Simplified access is only a portion of the pie for Chrome. The admin toolkit for Chrome devices lets you manage devices quickly and nearly always remotely. Remotely managing user settings, device settings and app management is familiar to nearly any admin, but simplicity is the name of the game in this instance. With truly customizable, centralized admin system that is device agnostic you are in control of a lot of the devices without compromise.
What are the compromises?
If you are used to the full features of Windows, Linux or OSX you will never recreate that experience in Chrome OS, even in developer mode. There isn’t that deeper layer of customization.
On top of that, those who require hardware intensive applications, even those more intense applications from the Play Store, are going to be disappointed by a $300 piece of hardware. Thankfully, Google is putting itself on the line with the Pixelbook. This is a fully-fledged laptop that lives somewhere between a Surface book and an iPad Pro. The technical specs stack up equally to nearly any other premium laptop, Kaby Lake i5/i7 with 8 or 16 gb of RAM, the retail price tag is $1,299 at the low end and $1,799 at the top. That amount of hardware blows the doors off the competitors. The real question is why would you need it? There simply isn’t enough software that demands all that hardware.
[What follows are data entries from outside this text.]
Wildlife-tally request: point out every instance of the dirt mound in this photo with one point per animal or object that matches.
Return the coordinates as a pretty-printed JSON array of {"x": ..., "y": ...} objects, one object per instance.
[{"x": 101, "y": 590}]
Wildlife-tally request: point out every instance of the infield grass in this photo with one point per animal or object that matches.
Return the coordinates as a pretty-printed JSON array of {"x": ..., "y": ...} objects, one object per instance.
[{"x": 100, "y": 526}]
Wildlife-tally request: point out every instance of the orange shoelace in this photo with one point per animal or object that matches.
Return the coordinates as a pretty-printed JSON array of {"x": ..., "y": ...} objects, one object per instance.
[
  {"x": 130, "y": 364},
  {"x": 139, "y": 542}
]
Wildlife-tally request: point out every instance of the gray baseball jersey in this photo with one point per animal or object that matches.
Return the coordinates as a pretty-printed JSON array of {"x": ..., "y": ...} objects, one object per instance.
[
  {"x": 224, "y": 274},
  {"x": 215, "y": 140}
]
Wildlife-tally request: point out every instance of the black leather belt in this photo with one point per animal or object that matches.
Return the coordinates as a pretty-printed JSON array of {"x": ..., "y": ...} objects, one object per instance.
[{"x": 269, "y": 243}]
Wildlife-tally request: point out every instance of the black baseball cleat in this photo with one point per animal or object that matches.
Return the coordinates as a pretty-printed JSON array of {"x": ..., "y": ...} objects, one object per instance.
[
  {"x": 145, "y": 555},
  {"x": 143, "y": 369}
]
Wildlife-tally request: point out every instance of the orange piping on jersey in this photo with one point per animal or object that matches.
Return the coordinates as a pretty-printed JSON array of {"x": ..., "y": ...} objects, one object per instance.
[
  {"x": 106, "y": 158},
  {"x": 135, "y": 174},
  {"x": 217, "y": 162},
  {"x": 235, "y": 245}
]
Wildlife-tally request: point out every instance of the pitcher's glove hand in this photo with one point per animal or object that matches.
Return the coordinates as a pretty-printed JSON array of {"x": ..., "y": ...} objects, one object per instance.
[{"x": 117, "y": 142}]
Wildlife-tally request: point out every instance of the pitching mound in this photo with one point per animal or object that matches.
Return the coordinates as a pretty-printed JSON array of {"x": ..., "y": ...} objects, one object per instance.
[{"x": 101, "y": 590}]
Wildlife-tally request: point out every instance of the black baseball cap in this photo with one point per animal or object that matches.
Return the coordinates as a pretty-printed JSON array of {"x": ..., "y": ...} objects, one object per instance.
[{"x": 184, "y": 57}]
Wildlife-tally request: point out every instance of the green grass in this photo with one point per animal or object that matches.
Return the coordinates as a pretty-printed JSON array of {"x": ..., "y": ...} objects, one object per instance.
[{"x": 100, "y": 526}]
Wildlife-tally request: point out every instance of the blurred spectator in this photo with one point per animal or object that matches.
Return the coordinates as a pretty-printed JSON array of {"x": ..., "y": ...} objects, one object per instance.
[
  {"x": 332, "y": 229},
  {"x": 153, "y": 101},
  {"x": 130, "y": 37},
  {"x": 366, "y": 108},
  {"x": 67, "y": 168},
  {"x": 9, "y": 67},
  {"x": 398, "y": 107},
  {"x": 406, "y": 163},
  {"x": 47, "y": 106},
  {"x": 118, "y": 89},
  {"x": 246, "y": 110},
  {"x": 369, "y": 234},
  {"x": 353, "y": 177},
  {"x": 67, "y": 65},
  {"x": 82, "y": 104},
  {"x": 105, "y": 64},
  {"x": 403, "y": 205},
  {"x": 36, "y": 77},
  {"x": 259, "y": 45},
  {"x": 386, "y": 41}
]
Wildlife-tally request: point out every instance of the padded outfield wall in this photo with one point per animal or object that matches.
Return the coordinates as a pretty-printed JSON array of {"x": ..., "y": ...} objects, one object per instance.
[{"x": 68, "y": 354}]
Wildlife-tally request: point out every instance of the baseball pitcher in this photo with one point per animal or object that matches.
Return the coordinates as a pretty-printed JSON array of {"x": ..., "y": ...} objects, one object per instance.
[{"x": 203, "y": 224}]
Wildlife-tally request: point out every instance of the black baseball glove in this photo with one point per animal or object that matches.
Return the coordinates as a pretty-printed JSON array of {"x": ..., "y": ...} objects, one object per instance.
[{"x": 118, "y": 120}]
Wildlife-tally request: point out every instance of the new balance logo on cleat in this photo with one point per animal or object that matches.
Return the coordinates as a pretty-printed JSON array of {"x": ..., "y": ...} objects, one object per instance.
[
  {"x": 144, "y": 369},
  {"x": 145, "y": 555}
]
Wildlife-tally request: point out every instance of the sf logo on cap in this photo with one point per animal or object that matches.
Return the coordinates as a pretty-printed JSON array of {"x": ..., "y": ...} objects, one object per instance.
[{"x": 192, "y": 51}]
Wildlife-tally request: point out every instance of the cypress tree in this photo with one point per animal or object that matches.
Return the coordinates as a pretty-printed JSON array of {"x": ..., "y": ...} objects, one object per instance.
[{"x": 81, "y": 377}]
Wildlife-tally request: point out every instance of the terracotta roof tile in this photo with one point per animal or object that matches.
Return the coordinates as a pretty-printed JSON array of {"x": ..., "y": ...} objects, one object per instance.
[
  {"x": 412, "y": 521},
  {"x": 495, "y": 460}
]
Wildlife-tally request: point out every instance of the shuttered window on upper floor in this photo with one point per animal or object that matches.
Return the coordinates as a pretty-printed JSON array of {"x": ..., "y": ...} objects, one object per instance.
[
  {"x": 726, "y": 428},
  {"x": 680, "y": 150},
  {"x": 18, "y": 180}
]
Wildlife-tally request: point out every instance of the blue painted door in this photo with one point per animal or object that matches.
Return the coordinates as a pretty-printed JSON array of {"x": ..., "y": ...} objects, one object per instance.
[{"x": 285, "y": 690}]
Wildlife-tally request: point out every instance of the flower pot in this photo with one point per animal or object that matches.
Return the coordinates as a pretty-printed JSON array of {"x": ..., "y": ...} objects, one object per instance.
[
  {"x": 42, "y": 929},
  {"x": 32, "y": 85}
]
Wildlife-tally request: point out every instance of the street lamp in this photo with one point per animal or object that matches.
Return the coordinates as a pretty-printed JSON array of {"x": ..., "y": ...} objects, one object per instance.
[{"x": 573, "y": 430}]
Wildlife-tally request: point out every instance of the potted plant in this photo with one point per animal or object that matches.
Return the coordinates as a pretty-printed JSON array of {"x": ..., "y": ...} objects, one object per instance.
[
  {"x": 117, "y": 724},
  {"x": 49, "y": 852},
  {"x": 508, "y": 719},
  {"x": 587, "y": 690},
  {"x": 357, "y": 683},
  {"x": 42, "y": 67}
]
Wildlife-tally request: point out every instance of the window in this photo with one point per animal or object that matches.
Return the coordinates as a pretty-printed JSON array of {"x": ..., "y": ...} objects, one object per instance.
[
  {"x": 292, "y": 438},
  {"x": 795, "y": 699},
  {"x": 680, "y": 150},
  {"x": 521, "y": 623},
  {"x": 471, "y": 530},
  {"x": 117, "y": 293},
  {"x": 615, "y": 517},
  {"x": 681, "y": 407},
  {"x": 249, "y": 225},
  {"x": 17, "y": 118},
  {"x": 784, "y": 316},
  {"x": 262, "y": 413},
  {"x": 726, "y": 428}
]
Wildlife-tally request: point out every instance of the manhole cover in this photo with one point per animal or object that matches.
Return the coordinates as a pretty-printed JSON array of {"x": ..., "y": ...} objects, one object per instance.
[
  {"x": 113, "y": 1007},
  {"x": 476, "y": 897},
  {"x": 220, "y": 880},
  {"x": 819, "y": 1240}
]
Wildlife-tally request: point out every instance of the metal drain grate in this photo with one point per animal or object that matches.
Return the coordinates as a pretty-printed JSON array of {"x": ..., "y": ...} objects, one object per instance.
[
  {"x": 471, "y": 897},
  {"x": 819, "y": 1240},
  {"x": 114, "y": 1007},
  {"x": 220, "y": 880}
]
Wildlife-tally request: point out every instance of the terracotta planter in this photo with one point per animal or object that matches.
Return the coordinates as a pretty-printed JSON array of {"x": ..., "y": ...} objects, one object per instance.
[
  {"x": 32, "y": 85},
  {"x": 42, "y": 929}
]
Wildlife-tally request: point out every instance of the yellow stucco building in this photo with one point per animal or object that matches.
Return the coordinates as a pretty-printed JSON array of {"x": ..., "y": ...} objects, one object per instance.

Chrome OS markets itself as being able to thrive on low cost hardware. It does. It does it incredibly well in fact. Chromebooks typically run in the $200 price range. They sport older CPUs and GPUs and inexpensive chassis. But all that said they are very capable at running Chrome OS. The secret is still to just load them with as much RAM as possible.
There are other interesting form factors for Chrome OS including the system on a stick, known as Chromebit, and Mac Mini like cases, known as Chromeboxes. This allows for Chrome OS to travel with the user. Being able to bring your home environment with you to anywhere that has an HDMI plug is a great experience for those who find themselves on the road, and brings the security inherent in Chrome OS along with them.The issue with Chrome OS that comes with functioning in these factors is that power-users and even occasional power users are not going to be happy.
The final foible with Chrome OS is that it is a locked OS. It can only be implemented through certified hardware, so there isn’t much of a customized solution marketplace. Unlike Windows you find yourself purchasing hardware and OS in one, like an Apple product. This isn’t necessarily bad, but it does limit implementation. It also means that there is a challenge when it comes to work station replacements as you’re going to be limited to two manufacturers in desktops and a scant handful for laptops.
Chrome OS isn't just a K-12 solution
Security, stability and admin are robust for campus deployment
Power users still need Linux or Windows
The retail demand for Chromebooks is low. If you are looking for SKUs to keep on shelves for retail consider Acer, ASUS, Dell, HP, or Samsung during early BTS season.